La tendance vers les systèmes de rémunération basés sur les performances se poursuit
Cette tendance aux systèmes de rémunération à la performance continue également de se renforcer dans le monde entier et devrait également s'étendre aux éléments de salaire variables. Dans ce domaine, l'évolution des cours des actions ou le bénéfice par action (par rapport à un groupe de comparaison) de même que le cash-flow sont fréquemment utilisés en Europe comme unité de mesure de la rémunération. «Dans ce type de système, il est souvent difficile de définir exactement le groupe de comparaison. Des adaptations doivent généralement être effectuées pendant la période de performance. En outre, les collaborateurs peuvent être démotivés si leur entreprise suit une évolution constante mais légèrement en-dessous du marché et qu'en même temps, les résultats d'autres sociétés du groupe de comparaison ne sont pas réguliers. On récompenserait ainsi des résultats volatils, ce qui n'est pas dans l'intérêt des actionnaires. C'est la raison pour laquelle les programmes de participation devraient être structurés à long terme et se concentrer sur un succès durable», explique Robert W. Kuipers.

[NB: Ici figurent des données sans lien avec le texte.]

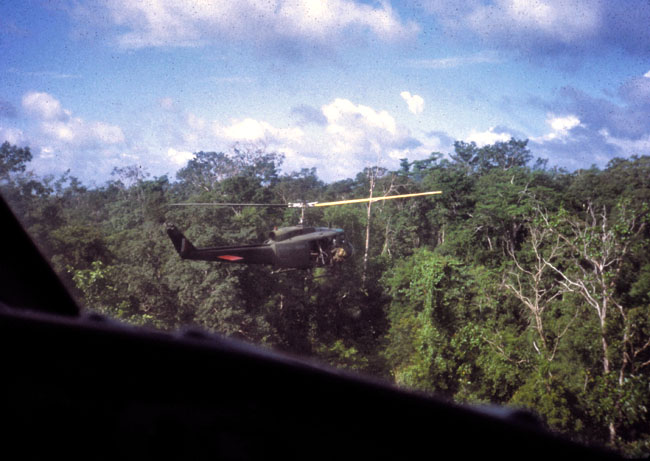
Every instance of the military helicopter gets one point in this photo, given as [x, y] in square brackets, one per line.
[294, 247]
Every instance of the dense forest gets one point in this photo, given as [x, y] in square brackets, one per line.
[520, 284]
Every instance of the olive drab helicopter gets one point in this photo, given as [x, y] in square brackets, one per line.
[294, 247]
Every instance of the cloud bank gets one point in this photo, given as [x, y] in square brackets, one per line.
[173, 23]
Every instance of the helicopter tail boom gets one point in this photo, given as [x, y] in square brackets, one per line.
[247, 254]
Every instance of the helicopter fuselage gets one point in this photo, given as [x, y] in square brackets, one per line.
[297, 247]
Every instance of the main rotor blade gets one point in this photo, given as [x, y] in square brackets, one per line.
[376, 199]
[271, 205]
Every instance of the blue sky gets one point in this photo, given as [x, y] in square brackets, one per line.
[337, 85]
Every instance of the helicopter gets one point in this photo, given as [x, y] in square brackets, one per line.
[293, 247]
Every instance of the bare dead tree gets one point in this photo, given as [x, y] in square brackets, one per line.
[533, 283]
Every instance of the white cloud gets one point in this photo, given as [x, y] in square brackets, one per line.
[560, 127]
[195, 22]
[455, 61]
[13, 136]
[250, 130]
[179, 157]
[43, 106]
[415, 102]
[548, 27]
[483, 138]
[351, 137]
[58, 124]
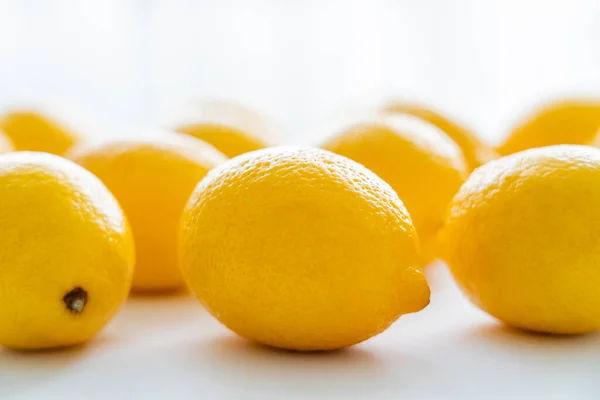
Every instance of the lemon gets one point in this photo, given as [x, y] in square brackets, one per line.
[418, 160]
[229, 127]
[152, 178]
[5, 143]
[561, 122]
[522, 239]
[66, 255]
[475, 151]
[300, 249]
[37, 131]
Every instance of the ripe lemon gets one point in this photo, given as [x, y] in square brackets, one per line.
[418, 160]
[152, 178]
[66, 254]
[229, 127]
[562, 122]
[301, 249]
[475, 151]
[36, 131]
[522, 239]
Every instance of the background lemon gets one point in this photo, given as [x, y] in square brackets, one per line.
[5, 143]
[475, 151]
[561, 122]
[522, 239]
[229, 127]
[301, 249]
[37, 131]
[152, 178]
[418, 160]
[66, 254]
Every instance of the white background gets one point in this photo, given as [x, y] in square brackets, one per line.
[126, 65]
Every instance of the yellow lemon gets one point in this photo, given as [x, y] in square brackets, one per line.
[562, 122]
[418, 160]
[66, 254]
[229, 127]
[36, 131]
[475, 151]
[5, 143]
[301, 249]
[152, 178]
[522, 239]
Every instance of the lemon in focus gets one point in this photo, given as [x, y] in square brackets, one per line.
[301, 249]
[419, 161]
[475, 151]
[66, 255]
[152, 178]
[231, 128]
[561, 122]
[522, 239]
[33, 130]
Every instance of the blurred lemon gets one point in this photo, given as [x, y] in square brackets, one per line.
[561, 122]
[229, 127]
[417, 159]
[301, 249]
[152, 178]
[66, 252]
[475, 151]
[34, 130]
[5, 143]
[522, 239]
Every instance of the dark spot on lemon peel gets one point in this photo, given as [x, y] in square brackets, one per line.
[76, 300]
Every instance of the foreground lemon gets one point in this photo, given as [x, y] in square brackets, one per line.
[562, 122]
[475, 151]
[229, 127]
[419, 161]
[66, 254]
[37, 131]
[301, 249]
[152, 178]
[522, 239]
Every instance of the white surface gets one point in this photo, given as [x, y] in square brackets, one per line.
[128, 63]
[171, 349]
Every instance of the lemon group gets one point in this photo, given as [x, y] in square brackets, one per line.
[301, 249]
[34, 130]
[522, 239]
[152, 178]
[66, 254]
[419, 161]
[229, 127]
[560, 122]
[475, 151]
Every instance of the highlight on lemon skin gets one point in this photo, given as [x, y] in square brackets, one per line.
[38, 130]
[67, 253]
[231, 128]
[522, 239]
[569, 121]
[152, 178]
[300, 249]
[419, 161]
[475, 151]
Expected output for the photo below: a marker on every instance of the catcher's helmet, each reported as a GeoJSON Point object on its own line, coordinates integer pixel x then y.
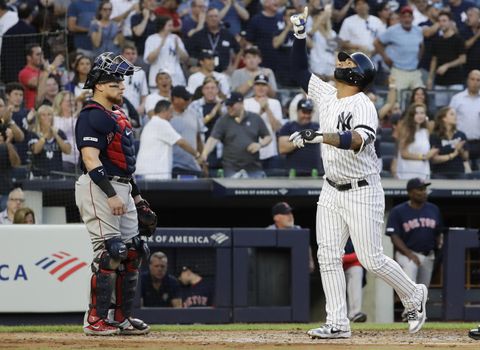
{"type": "Point", "coordinates": [108, 67]}
{"type": "Point", "coordinates": [361, 75]}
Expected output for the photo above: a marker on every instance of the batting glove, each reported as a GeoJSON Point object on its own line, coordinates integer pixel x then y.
{"type": "Point", "coordinates": [300, 138]}
{"type": "Point", "coordinates": [299, 22]}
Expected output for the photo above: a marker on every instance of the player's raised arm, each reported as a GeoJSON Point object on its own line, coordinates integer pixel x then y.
{"type": "Point", "coordinates": [298, 57]}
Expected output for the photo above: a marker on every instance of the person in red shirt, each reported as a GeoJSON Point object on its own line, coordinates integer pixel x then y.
{"type": "Point", "coordinates": [33, 75]}
{"type": "Point", "coordinates": [169, 8]}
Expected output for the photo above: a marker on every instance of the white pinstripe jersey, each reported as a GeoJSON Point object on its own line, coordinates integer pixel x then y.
{"type": "Point", "coordinates": [355, 112]}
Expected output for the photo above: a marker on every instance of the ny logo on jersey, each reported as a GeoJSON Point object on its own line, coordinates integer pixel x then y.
{"type": "Point", "coordinates": [344, 121]}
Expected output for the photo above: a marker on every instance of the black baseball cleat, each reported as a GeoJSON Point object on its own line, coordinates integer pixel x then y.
{"type": "Point", "coordinates": [133, 326]}
{"type": "Point", "coordinates": [101, 328]}
{"type": "Point", "coordinates": [474, 333]}
{"type": "Point", "coordinates": [328, 331]}
{"type": "Point", "coordinates": [416, 317]}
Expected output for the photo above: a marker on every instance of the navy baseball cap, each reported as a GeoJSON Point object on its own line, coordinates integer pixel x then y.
{"type": "Point", "coordinates": [305, 104]}
{"type": "Point", "coordinates": [192, 268]}
{"type": "Point", "coordinates": [181, 91]}
{"type": "Point", "coordinates": [206, 54]}
{"type": "Point", "coordinates": [261, 79]}
{"type": "Point", "coordinates": [416, 183]}
{"type": "Point", "coordinates": [234, 98]}
{"type": "Point", "coordinates": [281, 208]}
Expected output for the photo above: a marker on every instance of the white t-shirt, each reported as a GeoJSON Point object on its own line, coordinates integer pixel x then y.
{"type": "Point", "coordinates": [119, 7]}
{"type": "Point", "coordinates": [196, 80]}
{"type": "Point", "coordinates": [362, 32]}
{"type": "Point", "coordinates": [409, 168]}
{"type": "Point", "coordinates": [167, 58]}
{"type": "Point", "coordinates": [7, 21]}
{"type": "Point", "coordinates": [136, 87]}
{"type": "Point", "coordinates": [67, 125]}
{"type": "Point", "coordinates": [152, 100]}
{"type": "Point", "coordinates": [251, 105]}
{"type": "Point", "coordinates": [154, 159]}
{"type": "Point", "coordinates": [322, 55]}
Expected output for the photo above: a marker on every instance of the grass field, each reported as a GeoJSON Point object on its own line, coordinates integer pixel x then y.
{"type": "Point", "coordinates": [434, 336]}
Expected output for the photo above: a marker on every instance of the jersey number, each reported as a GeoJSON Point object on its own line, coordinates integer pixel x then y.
{"type": "Point", "coordinates": [344, 121]}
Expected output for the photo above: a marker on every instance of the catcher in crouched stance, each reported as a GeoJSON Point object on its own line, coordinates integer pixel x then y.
{"type": "Point", "coordinates": [109, 201]}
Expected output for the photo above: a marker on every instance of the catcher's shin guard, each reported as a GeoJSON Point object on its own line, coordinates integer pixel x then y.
{"type": "Point", "coordinates": [126, 287]}
{"type": "Point", "coordinates": [102, 284]}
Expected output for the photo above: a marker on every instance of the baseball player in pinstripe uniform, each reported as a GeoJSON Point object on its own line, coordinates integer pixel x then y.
{"type": "Point", "coordinates": [352, 201]}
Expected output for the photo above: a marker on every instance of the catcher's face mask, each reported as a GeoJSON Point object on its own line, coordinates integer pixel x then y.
{"type": "Point", "coordinates": [107, 67]}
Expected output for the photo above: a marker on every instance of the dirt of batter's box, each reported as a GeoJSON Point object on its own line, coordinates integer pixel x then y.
{"type": "Point", "coordinates": [262, 340]}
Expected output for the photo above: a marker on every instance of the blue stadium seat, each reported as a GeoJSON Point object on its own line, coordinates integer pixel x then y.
{"type": "Point", "coordinates": [387, 149]}
{"type": "Point", "coordinates": [386, 134]}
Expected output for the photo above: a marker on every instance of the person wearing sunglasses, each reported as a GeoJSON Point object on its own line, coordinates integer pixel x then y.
{"type": "Point", "coordinates": [105, 34]}
{"type": "Point", "coordinates": [114, 212]}
{"type": "Point", "coordinates": [15, 201]}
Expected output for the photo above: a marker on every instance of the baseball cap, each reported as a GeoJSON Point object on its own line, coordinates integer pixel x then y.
{"type": "Point", "coordinates": [305, 104]}
{"type": "Point", "coordinates": [261, 79]}
{"type": "Point", "coordinates": [234, 98]}
{"type": "Point", "coordinates": [252, 50]}
{"type": "Point", "coordinates": [192, 268]}
{"type": "Point", "coordinates": [181, 91]}
{"type": "Point", "coordinates": [281, 208]}
{"type": "Point", "coordinates": [416, 183]}
{"type": "Point", "coordinates": [406, 9]}
{"type": "Point", "coordinates": [206, 54]}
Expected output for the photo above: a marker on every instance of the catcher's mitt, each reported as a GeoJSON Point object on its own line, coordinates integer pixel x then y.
{"type": "Point", "coordinates": [147, 219]}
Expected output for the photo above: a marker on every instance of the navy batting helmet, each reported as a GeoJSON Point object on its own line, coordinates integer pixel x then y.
{"type": "Point", "coordinates": [361, 75]}
{"type": "Point", "coordinates": [108, 67]}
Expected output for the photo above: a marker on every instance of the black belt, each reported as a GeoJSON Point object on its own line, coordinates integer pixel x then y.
{"type": "Point", "coordinates": [346, 187]}
{"type": "Point", "coordinates": [123, 180]}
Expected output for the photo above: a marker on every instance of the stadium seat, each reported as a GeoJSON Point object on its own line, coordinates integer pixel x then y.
{"type": "Point", "coordinates": [387, 149]}
{"type": "Point", "coordinates": [386, 135]}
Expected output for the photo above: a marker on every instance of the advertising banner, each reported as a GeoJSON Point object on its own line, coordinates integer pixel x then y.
{"type": "Point", "coordinates": [44, 268]}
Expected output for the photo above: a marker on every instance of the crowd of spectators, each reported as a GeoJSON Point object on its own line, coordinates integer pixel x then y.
{"type": "Point", "coordinates": [215, 97]}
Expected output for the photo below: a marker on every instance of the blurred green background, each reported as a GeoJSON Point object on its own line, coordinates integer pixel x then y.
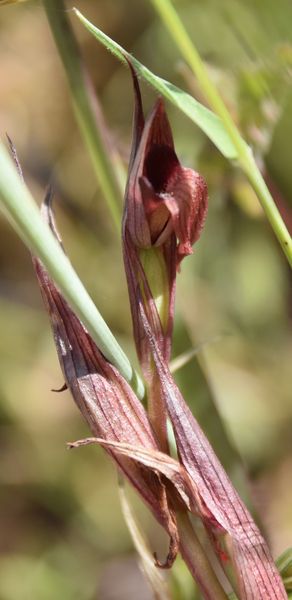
{"type": "Point", "coordinates": [61, 530]}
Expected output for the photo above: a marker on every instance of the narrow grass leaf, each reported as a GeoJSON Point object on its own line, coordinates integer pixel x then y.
{"type": "Point", "coordinates": [204, 118]}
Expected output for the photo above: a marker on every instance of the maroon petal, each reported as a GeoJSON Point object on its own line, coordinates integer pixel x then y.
{"type": "Point", "coordinates": [257, 574]}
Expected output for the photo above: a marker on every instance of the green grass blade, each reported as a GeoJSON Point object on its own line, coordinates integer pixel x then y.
{"type": "Point", "coordinates": [219, 127]}
{"type": "Point", "coordinates": [244, 155]}
{"type": "Point", "coordinates": [19, 206]}
{"type": "Point", "coordinates": [86, 108]}
{"type": "Point", "coordinates": [202, 116]}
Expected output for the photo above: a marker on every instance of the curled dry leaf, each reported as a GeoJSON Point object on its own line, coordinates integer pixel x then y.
{"type": "Point", "coordinates": [110, 407]}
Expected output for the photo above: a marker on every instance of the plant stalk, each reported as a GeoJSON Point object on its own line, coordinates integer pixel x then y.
{"type": "Point", "coordinates": [86, 107]}
{"type": "Point", "coordinates": [25, 217]}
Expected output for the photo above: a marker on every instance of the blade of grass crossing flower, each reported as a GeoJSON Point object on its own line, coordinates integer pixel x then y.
{"type": "Point", "coordinates": [26, 219]}
{"type": "Point", "coordinates": [244, 154]}
{"type": "Point", "coordinates": [199, 114]}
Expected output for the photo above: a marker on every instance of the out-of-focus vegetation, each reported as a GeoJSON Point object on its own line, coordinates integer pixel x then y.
{"type": "Point", "coordinates": [62, 532]}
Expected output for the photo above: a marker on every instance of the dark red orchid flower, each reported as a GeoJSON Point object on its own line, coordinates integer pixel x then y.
{"type": "Point", "coordinates": [165, 210]}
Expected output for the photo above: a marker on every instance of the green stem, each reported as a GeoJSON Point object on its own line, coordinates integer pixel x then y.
{"type": "Point", "coordinates": [24, 215]}
{"type": "Point", "coordinates": [85, 106]}
{"type": "Point", "coordinates": [245, 158]}
{"type": "Point", "coordinates": [197, 561]}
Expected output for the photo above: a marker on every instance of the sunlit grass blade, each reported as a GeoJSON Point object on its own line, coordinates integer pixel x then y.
{"type": "Point", "coordinates": [244, 155]}
{"type": "Point", "coordinates": [199, 114]}
{"type": "Point", "coordinates": [25, 217]}
{"type": "Point", "coordinates": [86, 107]}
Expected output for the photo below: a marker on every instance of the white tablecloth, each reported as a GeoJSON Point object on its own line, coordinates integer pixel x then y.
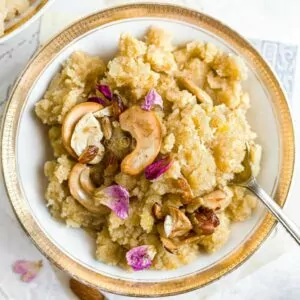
{"type": "Point", "coordinates": [272, 272]}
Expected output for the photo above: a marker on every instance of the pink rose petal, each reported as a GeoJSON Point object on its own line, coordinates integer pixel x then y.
{"type": "Point", "coordinates": [27, 269]}
{"type": "Point", "coordinates": [152, 98]}
{"type": "Point", "coordinates": [105, 90]}
{"type": "Point", "coordinates": [157, 168]}
{"type": "Point", "coordinates": [140, 258]}
{"type": "Point", "coordinates": [116, 198]}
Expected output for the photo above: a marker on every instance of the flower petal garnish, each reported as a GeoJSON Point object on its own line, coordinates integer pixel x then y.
{"type": "Point", "coordinates": [116, 198]}
{"type": "Point", "coordinates": [157, 168]}
{"type": "Point", "coordinates": [97, 100]}
{"type": "Point", "coordinates": [105, 90]}
{"type": "Point", "coordinates": [152, 98]}
{"type": "Point", "coordinates": [27, 269]}
{"type": "Point", "coordinates": [140, 258]}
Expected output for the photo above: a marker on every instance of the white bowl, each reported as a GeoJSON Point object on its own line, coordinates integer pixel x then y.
{"type": "Point", "coordinates": [19, 23]}
{"type": "Point", "coordinates": [25, 148]}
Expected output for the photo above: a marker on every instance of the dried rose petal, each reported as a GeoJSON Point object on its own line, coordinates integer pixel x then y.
{"type": "Point", "coordinates": [152, 98]}
{"type": "Point", "coordinates": [105, 90]}
{"type": "Point", "coordinates": [116, 198]}
{"type": "Point", "coordinates": [97, 100]}
{"type": "Point", "coordinates": [157, 168]}
{"type": "Point", "coordinates": [27, 269]}
{"type": "Point", "coordinates": [140, 258]}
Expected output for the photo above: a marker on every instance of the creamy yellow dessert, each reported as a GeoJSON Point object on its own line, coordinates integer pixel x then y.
{"type": "Point", "coordinates": [144, 147]}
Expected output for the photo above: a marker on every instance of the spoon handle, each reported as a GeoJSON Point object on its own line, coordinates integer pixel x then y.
{"type": "Point", "coordinates": [275, 209]}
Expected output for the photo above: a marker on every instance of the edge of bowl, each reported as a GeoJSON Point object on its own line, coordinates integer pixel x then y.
{"type": "Point", "coordinates": [131, 288]}
{"type": "Point", "coordinates": [25, 21]}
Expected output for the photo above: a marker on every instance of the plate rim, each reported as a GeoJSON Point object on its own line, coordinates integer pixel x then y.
{"type": "Point", "coordinates": [9, 137]}
{"type": "Point", "coordinates": [24, 21]}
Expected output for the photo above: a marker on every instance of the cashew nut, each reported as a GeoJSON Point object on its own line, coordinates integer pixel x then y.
{"type": "Point", "coordinates": [145, 127]}
{"type": "Point", "coordinates": [71, 119]}
{"type": "Point", "coordinates": [217, 200]}
{"type": "Point", "coordinates": [82, 190]}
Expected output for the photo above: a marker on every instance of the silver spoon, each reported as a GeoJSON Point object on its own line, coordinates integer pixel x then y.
{"type": "Point", "coordinates": [247, 180]}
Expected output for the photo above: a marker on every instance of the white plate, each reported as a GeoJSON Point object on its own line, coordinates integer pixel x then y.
{"type": "Point", "coordinates": [72, 249]}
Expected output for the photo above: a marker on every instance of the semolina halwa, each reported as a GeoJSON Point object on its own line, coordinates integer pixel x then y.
{"type": "Point", "coordinates": [144, 147]}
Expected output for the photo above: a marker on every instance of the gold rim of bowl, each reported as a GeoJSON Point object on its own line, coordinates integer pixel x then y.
{"type": "Point", "coordinates": [9, 136]}
{"type": "Point", "coordinates": [27, 16]}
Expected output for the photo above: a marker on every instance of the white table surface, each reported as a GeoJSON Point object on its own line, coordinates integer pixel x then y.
{"type": "Point", "coordinates": [276, 20]}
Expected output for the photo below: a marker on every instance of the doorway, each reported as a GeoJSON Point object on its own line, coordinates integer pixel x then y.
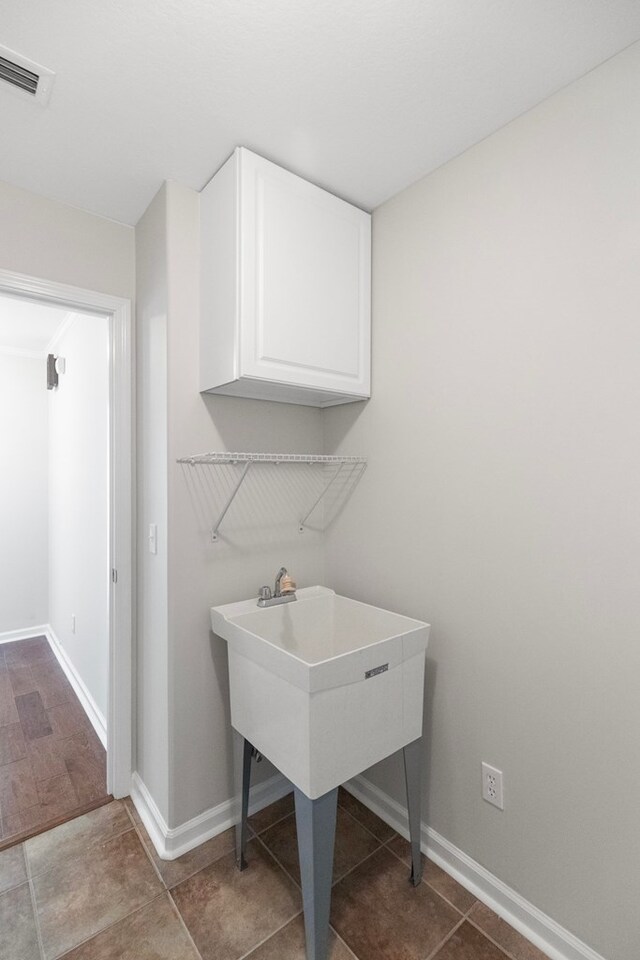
{"type": "Point", "coordinates": [115, 316]}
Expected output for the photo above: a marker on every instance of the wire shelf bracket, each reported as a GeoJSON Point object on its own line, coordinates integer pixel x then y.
{"type": "Point", "coordinates": [341, 482]}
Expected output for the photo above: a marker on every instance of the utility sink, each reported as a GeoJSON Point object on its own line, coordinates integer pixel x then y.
{"type": "Point", "coordinates": [324, 686]}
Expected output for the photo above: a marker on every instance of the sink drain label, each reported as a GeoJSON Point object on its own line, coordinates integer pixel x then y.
{"type": "Point", "coordinates": [376, 670]}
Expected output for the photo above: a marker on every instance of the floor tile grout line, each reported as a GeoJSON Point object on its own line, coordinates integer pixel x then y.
{"type": "Point", "coordinates": [464, 913]}
{"type": "Point", "coordinates": [246, 956]}
{"type": "Point", "coordinates": [445, 940]}
{"type": "Point", "coordinates": [281, 865]}
{"type": "Point", "coordinates": [274, 824]}
{"type": "Point", "coordinates": [103, 840]}
{"type": "Point", "coordinates": [333, 882]}
{"type": "Point", "coordinates": [488, 936]}
{"type": "Point", "coordinates": [114, 923]}
{"type": "Point", "coordinates": [144, 846]}
{"type": "Point", "coordinates": [344, 942]}
{"type": "Point", "coordinates": [36, 919]}
{"type": "Point", "coordinates": [355, 866]}
{"type": "Point", "coordinates": [361, 824]}
{"type": "Point", "coordinates": [176, 910]}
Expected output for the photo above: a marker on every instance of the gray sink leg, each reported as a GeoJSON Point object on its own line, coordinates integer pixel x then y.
{"type": "Point", "coordinates": [316, 825]}
{"type": "Point", "coordinates": [413, 776]}
{"type": "Point", "coordinates": [243, 772]}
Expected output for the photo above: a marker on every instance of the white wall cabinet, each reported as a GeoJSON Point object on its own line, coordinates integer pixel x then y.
{"type": "Point", "coordinates": [285, 288]}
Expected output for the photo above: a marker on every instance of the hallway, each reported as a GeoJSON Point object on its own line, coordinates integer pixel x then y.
{"type": "Point", "coordinates": [52, 763]}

Les actionnaires souhaitent participer davantage à la gestion
Environ 60% des entreprises sondées ont soumis leurs (nouveaux) plans de participation au vote de leurs actionnaires. Même si la majorité des plans a été approuvée, seule une moitié à peine de ces plans a obtenu plus de 90% de «oui». La part des «non» a augmenté par rapport à l'année précédente. Il est clair que les entreprises européennes, en particulier, présentent un taux d'approbation inférieur à celui de l'ensemble des sociétés interrogées. «Les actionnaires veulent comprendre le montant et la composition des modèles de rémunération. Cette exigence de transparence accrue a été prise en compte dans la révision du Code des obligations, début 2007», ajoute Robert W. Kuipers.
Des défis à relever
Il reste cependant à faire face à nombre de défis majeurs tels que l'administration, le respect des dispositions fiscales et juridiques (compliance), les normes d'allocation au sein de l'entreprise ainsi que la communication des divers instruments de participation. Parmi les sociétés suisses sondées, 90%, contre 60% en 2006, ont ainsi pris contact avec les autorités fiscales afin d'obtenir des précisions sur l'imposition de chaque instrument.